The elite marquee of the 2018 Top BRICS100 Blue Ocean Entrepreneurs is due anytime in the next half of Feb 2018, but the rushes clearly indicate that the China and India stories are back to being what they used to be - inspiring. While Chinese entrepreneurs seem to excel in scale-based businesses and replicate the Amazons and Google with elan; the Indians have gone a tad more novel and clutter-busting.

Cape Town, South Africa, February 01, 2018 --( Even as Brazil and South Africa appear to continue to stutter a little just as they did the past two years, the Indian and the Chinese growth stories seem to have picked the threads up back with a challenging vigor. The press-teaser on the 2018 Top BRICS100 Blue Ocean Entrepreneurs shows almost half the slots of the elite list hogged by Indian and Chinese entrepreneurs who've set the startup scene ablaze by their out-of-the-box business ventures.

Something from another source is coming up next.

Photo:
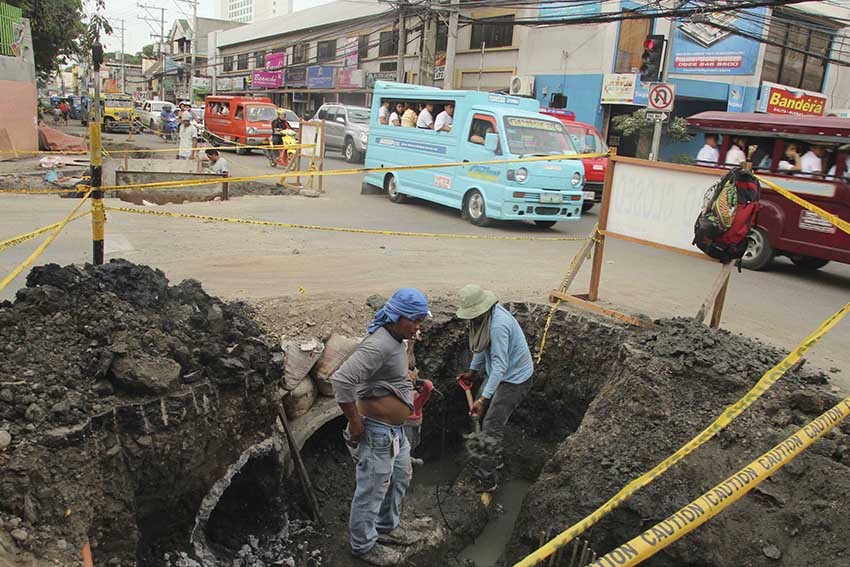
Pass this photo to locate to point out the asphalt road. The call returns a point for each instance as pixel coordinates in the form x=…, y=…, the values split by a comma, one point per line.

Though the full list, when released alone can tell the whole story, the press-teaser did share that the dough these 100 doyens share among themselves breaches the USD 20 billion mark. Also, perhaps for the first time in the last half a decade, a fair many of the world's top entrepreneurs on any global listing are proven bootstrappers. Is there a pointer that PE dependence is perhaps beginning to crack in a new era of startups? Well, the jury isn't out yet on this.

The BRICS100 Blue Ocean list, which is being released in the later part of February 2018, contains founders and co-founders of companies that picked up blue-ocean ideas and went on to either trigger the birth of entirely new industry verticals that straddle value chains of cutting-edge technology spaces; high-breed knowledge; e-commerce and social media, or they disrupted existing giants by their tactical brilliance.

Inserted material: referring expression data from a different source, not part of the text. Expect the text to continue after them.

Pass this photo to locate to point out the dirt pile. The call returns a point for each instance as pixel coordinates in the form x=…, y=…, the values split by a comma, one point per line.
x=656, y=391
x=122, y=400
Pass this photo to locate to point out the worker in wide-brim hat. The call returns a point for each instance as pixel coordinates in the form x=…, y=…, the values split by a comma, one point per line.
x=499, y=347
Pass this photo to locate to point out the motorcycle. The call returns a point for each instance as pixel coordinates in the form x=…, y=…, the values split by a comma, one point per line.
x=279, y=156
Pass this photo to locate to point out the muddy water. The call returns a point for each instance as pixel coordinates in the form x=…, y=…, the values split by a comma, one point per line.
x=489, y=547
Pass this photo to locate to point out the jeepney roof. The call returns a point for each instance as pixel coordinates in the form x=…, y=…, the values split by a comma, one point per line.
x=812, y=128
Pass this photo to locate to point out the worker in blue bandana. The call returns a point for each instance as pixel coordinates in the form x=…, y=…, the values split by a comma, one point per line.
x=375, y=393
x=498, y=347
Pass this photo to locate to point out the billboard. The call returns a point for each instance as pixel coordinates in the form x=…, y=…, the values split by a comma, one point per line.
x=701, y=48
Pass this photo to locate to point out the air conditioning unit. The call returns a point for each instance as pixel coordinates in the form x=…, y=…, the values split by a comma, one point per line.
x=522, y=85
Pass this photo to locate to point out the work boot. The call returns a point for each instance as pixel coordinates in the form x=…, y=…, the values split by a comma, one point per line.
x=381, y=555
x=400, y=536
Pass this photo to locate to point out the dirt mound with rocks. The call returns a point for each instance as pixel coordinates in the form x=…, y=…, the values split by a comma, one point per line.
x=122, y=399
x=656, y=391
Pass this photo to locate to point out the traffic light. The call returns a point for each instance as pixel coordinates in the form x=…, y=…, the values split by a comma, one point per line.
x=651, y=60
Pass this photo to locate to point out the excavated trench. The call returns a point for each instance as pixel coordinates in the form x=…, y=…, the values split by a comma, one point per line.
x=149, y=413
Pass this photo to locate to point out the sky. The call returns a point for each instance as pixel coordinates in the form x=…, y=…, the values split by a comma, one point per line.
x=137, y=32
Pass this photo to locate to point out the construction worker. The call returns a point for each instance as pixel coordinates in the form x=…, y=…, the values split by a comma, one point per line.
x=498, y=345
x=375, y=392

According to the press-teaser shared on the upcoming BRICS100 Blue Ocean list, almost all the blue ocean entrepreneurs were included on the marquee because they not only changed the way their customers do business, live and socialize, they also show they have experimented with spanking new ideas to stay afloat, junking the cash-burn theory of growth, and many of them have even established their own entire supply chain.

The list also shows that many of these toppers have started world-sized complex verticals all at once. While Tencent shows Huateng's sharp vision of the future, it also brings back the age of the shogoshushas and conglomerates. Rajiv Gupta's smart globalization moves, on the other hand, have ensured CredForce expands across the world fast to spread its leadership in credentialing wide enough to become impossible to rival. Not to be forgotten, JD's sudden, sharp rise into a globe-sized e-commerce giant is a handiwork of groundbreaking growth hacks of founder Liu Qiangdong.

Some of these entrepreneurs on the BRICS100 Blue Ocean list have already been noted for carving out companies in spaces that the traditional giants and market leaders always thought was theirs for keeps. The examples include Dhiraj Rajaram of the exciting data science solution provider Mu Sigma; Robin Li of Baidu; Zhou Qunfei of Lens Technologies that's competing hard with giant Japanese lens and panel makers. Other examples include Chanakya Hridaya of the revolutionary logistics outfit BlackBuck and Abhinandan Balasubramanian, whose Premier Futsal has almost invented a new variant of soccer, creating a brand new customer-franchise of Gen Y'ers in India.

Though the BRICS100 List will spill the details, it is definitely hoped that the Brazilian and Russian entrepreneurial magic still retains in terms of the sheer power of the ideas, even though their numbers seem to have thinned out just that wee bit.